SEATTLE — Perhaps the biggest downside of left ventricular assist devices (LVADs) for people with end-stage heart failure is the substantial risk of stroke they carry. But a new study indicates that patients can still undergo a successful heart transplant after an LVAD-related stroke.
Among stroke patients after receiving LVADs as bridging therapy to transplant at a major referral center and then proceeding to transplant, mid- and long-term outcomes were just as good as for recipients of LVAD without stroke, reported Aaron Shoskes, DO, of the Cleveland Clinic in Ohio.
Speaking at the annual meeting of the American Academy of Neurology here, Shoskes noted that most stroke patients never received the hoped-for transplant. Nonetheless, he said, “some patients” considered transplantable after stroke “can safely proceed to transplant” without diminishing expectations of success.
LVADs are implanted devices that increase the pumping action of the failing heart. They have become invaluable in recent years in keeping heart failure patients alive while they wait for a suitable donor heart for transplant. (LVADs are also approved as so-called destination therapy, that is, as a semi-permanent solution for transplant-unsuitable patients.) Unfortunately, as Shoskes observed, strokes are common in LVAD recipients, with rates of approximately 10% per patient. -year.
The risk comes from multiple directions, Shoskes explained.

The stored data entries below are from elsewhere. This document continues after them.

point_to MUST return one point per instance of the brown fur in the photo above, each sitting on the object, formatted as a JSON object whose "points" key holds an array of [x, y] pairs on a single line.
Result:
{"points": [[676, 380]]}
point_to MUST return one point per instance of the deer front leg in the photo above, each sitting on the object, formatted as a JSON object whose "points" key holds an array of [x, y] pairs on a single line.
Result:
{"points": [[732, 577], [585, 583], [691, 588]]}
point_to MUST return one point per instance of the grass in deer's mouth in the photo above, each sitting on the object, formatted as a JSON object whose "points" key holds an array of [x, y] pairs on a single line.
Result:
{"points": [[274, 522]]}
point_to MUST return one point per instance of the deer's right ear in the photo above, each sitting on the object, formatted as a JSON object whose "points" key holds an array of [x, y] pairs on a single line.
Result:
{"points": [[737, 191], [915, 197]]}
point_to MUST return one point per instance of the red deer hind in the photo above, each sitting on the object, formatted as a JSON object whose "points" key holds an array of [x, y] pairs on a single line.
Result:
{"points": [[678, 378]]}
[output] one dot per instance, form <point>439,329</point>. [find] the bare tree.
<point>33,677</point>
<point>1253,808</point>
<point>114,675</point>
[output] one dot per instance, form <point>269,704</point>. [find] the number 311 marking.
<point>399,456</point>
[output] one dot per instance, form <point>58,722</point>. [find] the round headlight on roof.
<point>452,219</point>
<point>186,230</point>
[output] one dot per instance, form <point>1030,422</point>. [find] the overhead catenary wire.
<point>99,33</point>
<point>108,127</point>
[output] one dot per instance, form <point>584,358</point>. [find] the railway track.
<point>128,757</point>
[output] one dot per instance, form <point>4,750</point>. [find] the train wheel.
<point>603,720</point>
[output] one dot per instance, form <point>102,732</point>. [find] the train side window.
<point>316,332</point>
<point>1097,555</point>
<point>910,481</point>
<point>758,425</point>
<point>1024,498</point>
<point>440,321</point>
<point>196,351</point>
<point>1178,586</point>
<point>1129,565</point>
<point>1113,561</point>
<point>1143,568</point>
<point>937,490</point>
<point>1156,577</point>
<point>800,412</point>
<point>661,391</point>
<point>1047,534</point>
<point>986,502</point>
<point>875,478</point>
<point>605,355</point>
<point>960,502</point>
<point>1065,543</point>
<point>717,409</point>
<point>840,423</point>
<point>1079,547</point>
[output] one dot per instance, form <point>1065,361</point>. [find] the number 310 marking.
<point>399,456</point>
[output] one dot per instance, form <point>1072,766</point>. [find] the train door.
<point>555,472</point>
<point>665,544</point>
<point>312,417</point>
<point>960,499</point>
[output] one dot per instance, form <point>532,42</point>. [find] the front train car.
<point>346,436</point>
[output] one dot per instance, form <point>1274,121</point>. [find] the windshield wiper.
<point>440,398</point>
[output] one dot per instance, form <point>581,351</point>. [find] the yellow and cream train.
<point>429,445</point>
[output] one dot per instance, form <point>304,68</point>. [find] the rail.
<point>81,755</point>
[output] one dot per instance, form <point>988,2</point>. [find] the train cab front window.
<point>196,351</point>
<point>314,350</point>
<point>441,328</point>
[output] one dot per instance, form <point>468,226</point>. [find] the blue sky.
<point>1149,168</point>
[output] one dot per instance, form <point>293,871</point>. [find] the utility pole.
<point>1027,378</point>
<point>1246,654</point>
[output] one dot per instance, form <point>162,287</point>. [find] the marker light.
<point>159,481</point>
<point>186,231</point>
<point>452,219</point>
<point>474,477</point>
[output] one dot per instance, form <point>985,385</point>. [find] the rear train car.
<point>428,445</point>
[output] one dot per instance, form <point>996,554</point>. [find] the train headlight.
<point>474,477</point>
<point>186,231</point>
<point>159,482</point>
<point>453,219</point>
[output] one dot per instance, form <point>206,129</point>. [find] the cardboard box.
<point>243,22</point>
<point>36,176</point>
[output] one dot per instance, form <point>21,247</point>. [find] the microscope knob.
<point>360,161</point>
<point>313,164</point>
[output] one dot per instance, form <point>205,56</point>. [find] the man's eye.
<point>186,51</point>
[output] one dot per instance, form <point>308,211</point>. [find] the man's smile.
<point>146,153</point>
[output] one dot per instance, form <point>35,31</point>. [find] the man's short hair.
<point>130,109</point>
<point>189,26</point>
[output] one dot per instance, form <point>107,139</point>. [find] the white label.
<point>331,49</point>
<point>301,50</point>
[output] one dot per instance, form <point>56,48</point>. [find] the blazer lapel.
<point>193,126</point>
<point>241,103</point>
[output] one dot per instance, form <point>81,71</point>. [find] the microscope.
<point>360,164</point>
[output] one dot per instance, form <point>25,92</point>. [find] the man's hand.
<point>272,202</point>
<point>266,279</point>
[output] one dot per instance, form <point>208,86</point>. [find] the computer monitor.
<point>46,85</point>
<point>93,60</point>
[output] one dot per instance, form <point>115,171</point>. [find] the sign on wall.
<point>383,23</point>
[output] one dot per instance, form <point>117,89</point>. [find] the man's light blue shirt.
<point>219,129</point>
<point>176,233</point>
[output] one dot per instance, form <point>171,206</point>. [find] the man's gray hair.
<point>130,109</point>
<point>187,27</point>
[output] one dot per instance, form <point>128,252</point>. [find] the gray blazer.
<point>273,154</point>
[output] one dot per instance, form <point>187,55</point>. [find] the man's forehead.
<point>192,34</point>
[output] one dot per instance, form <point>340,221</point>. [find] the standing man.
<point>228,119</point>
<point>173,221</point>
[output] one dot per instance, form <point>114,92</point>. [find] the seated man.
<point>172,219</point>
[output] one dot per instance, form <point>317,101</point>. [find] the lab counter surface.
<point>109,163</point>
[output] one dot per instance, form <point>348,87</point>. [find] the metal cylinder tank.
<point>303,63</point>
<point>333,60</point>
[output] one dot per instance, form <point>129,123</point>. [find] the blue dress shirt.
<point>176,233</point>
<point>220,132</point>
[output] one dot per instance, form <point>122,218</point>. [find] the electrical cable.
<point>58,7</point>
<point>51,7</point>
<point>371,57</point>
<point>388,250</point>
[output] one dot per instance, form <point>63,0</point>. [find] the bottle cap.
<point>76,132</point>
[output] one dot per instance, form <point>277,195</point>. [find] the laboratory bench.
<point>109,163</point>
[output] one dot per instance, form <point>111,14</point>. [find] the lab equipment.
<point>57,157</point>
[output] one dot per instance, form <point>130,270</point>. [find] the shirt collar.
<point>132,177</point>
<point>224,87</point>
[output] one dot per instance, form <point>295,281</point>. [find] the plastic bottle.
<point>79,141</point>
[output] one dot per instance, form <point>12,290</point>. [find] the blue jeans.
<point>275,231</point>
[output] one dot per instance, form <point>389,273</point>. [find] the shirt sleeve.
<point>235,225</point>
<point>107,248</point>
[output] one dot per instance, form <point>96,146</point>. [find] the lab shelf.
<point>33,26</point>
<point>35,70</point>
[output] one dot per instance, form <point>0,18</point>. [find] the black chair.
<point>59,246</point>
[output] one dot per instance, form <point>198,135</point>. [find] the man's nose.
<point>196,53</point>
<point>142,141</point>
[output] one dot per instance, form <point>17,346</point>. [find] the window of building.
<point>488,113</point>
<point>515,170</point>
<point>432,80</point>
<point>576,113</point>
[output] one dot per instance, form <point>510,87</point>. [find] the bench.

Implantation surgery is an obvious source; but also, subtle changes in blood flow can trigger thrombosis, and the blood-thinning medications that patients must take because of these risks make them vulnerable to cerebral hemorrhages.
Clearly, a stroke from any source is debilitating and it is no surprise that patients already weakened by heart failure can become too weak for the rigors of transplantation. But that doesn’t have to be the case for everyone, and Shoskes’ group thought it would be helpful to look at the factors associated with favorable outcomes.
At the Cleveland Clinic, patients receiving LVADs are prospectively enrolled in a registry. Shoskes and his colleagues collected records of those receiving them as bridging therapy from 2004, excluding children and those who only kept the devices on for short periods. Of the 479 who met these criteria, 81 had a stroke while waiting for a transplant.
Only 25 of those 81 ended up getting donor hearts. However, none of these patients died within the first year after transplantation, compared to 8% of the 219 stroke-free LVAD recipients. Two-year post-transplant mortality was also lower for people who had strokes on LVAD (5% versus 10%), and post-transplant stroke rates were virtually identical. (Furthermore, while most stroke patients did not undergo a transplant, having no stroke did not guarantee transplant success – approximately 45% of the stroke-free group n had not received a donor heart at the time of the data lock.)
In the stroke group, factors related to better outcomes included less stroke severity and an ischemic event versus a hemorrhagic event.
Limitations of the study included the small number of LVAD stroke patients who subsequently underwent transplantation and the restriction to a single center.
Shoskes reported no personal financial interests, but an immediate family member had working relationships with Exact Sciences and Fulcrum Therapeutics. Some co-authors also had relationships with commercial entities.